Melestarikan Budaya Sunda
Melalui Karya Tangan

Sebuah perjalanan yang berawal dari stik es krim, kini menjelma menjadi ruang pelestarian warisan budaya yang kita cintai.

Awal Mula Sebuah Keyakinan

Budiman Handicraft lahir pada tahun 2016 dari sebuah keyakinan bahwa sebuah usaha dapat menjadi lebih dari sekadar tempat mencari nafkah. Berawal dari keputusan pendiri kami untuk meninggalkan pekerjaannya sebagai seorang pegawai, kami memulai perjalanan ini dengan harapan dapat membangun usaha yang tidak hanya memberikan nilai ekonomi, tetapi juga membawa manfaat bagi budaya yang kami cintai.

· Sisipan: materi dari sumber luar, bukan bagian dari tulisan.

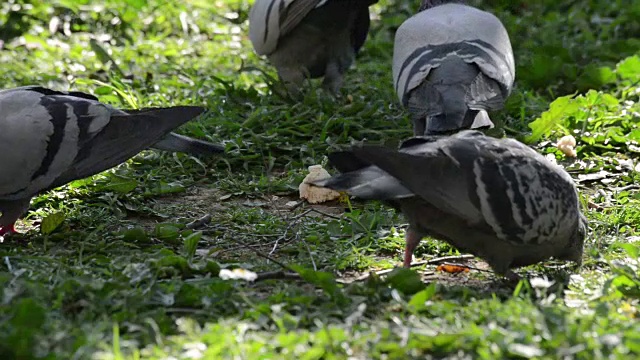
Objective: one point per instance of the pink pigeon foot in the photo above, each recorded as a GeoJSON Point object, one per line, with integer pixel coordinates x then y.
{"type": "Point", "coordinates": [412, 239]}
{"type": "Point", "coordinates": [7, 230]}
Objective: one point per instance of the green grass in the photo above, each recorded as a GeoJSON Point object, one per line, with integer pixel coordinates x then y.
{"type": "Point", "coordinates": [107, 268]}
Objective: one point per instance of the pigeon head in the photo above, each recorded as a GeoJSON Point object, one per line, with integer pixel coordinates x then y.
{"type": "Point", "coordinates": [428, 4]}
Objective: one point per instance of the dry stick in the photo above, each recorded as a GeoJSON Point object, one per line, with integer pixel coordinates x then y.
{"type": "Point", "coordinates": [441, 259]}
{"type": "Point", "coordinates": [278, 275]}
{"type": "Point", "coordinates": [199, 223]}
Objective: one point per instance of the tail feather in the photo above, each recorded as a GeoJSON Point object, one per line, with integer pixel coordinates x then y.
{"type": "Point", "coordinates": [185, 144]}
{"type": "Point", "coordinates": [123, 137]}
{"type": "Point", "coordinates": [360, 179]}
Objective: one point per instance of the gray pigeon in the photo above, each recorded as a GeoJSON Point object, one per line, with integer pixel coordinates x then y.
{"type": "Point", "coordinates": [310, 38]}
{"type": "Point", "coordinates": [49, 138]}
{"type": "Point", "coordinates": [495, 198]}
{"type": "Point", "coordinates": [451, 64]}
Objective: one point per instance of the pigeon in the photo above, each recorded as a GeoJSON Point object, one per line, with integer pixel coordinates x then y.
{"type": "Point", "coordinates": [49, 138]}
{"type": "Point", "coordinates": [495, 198]}
{"type": "Point", "coordinates": [451, 64]}
{"type": "Point", "coordinates": [309, 38]}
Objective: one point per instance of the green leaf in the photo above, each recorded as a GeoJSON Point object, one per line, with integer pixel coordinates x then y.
{"type": "Point", "coordinates": [419, 300]}
{"type": "Point", "coordinates": [560, 109]}
{"type": "Point", "coordinates": [629, 68]}
{"type": "Point", "coordinates": [324, 280]}
{"type": "Point", "coordinates": [119, 184]}
{"type": "Point", "coordinates": [405, 280]}
{"type": "Point", "coordinates": [166, 232]}
{"type": "Point", "coordinates": [632, 250]}
{"type": "Point", "coordinates": [136, 234]}
{"type": "Point", "coordinates": [51, 223]}
{"type": "Point", "coordinates": [191, 244]}
{"type": "Point", "coordinates": [28, 314]}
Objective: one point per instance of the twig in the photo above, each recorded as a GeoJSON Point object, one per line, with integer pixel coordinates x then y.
{"type": "Point", "coordinates": [199, 223]}
{"type": "Point", "coordinates": [442, 259]}
{"type": "Point", "coordinates": [278, 275]}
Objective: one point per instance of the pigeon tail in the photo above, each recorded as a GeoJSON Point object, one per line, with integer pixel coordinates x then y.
{"type": "Point", "coordinates": [185, 144]}
{"type": "Point", "coordinates": [123, 137]}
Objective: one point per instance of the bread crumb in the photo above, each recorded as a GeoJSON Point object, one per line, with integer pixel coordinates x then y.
{"type": "Point", "coordinates": [314, 194]}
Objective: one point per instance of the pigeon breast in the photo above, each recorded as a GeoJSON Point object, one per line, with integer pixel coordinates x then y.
{"type": "Point", "coordinates": [42, 133]}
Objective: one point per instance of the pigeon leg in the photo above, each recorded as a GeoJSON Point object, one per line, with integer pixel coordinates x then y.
{"type": "Point", "coordinates": [332, 79]}
{"type": "Point", "coordinates": [7, 230]}
{"type": "Point", "coordinates": [412, 239]}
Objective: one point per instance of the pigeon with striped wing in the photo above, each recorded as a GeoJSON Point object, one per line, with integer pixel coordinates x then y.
{"type": "Point", "coordinates": [49, 138]}
{"type": "Point", "coordinates": [451, 64]}
{"type": "Point", "coordinates": [309, 38]}
{"type": "Point", "coordinates": [495, 198]}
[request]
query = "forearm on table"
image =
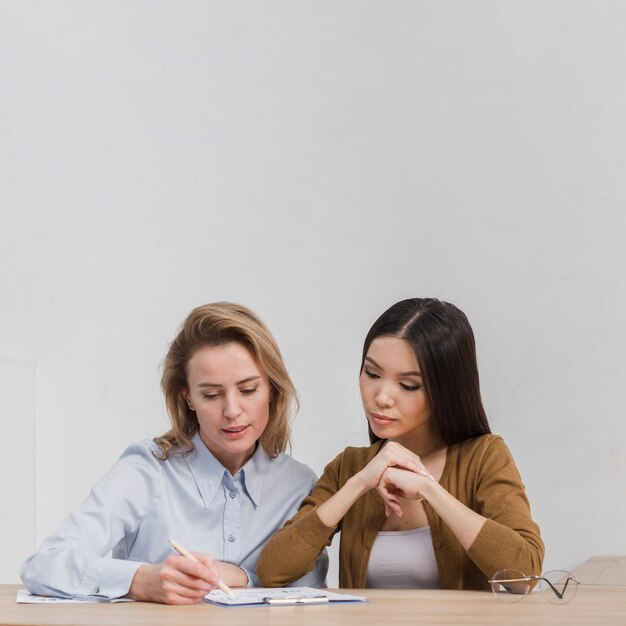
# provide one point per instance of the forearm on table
(332, 511)
(460, 519)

Perjalanan kami dimulai dari kerajinan berbahan stik es krim yang kami pasarkan melalui marketplace. Dari langkah sederhana tersebut, Budiman Handicraft tumbuh berkat kepercayaan para pelanggan dan semangat untuk terus berinovasi.

Kerajinan Stik Es Krim
Wayang Golek

Panggilan Budaya Sunda

Seiring berjalannya waktu, kami menyadari bahwa kami ingin menghadirkan sesuatu yang lebih bermakna. Berbekal kecintaan terhadap seni yang telah tumbuh dalam keluarga kami, lahirlah keinginan untuk menjadikan Budiman Handicraft sebagai ruang untuk memperkenalkan sekaligus melestarikan budaya Sunda.

Dari situlah kami mulai menghadirkan berbagai produk yang mengangkat identitas budaya Sunda, mulai dari wayang golek, kerajinan bambu, hingga berbagai karya yang menghadirkan sentuhan budaya Sunda dalam bentuk yang dekat dengan kehidupan sehari-hari.

"Bagi kami, setiap produk bukan sekadar hasil kerajinan, melainkan sebuah cerita yang membawa nilai, tradisi, dan kebanggaan terhadap budaya lokal."

Menghidupkan Budaya di Keseharian

Kami percaya bahwa pelestarian budaya tidak harus selalu dilakukan melalui panggung pertunjukan atau ruang-ruang budaya. Budaya juga dapat hidup melalui karya yang digunakan dalam kehidupan sehari-hari, dikenakan dengan bangga, diberikan sebagai buah tangan, hingga dipajang sebagai pengingat akan kekayaan warisan yang kita miliki.

Melalui Budiman Handicraft, kami ingin memperkenalkan budaya Sunda kepada lebih banyak orang. Mulai dari generasi muda, masyarakat di berbagai daerah Indonesia, hingga pasar mancanegara. Karena kami percaya, budaya akan terus hidup ketika ada yang mengenalnya, mencintainya, dan memilih untuk melestarikannya.

"Bagi kami, pelestarian budaya selalu dimulai dari diri sendiri. Sebab, jika bukan kita, siapa lagi?"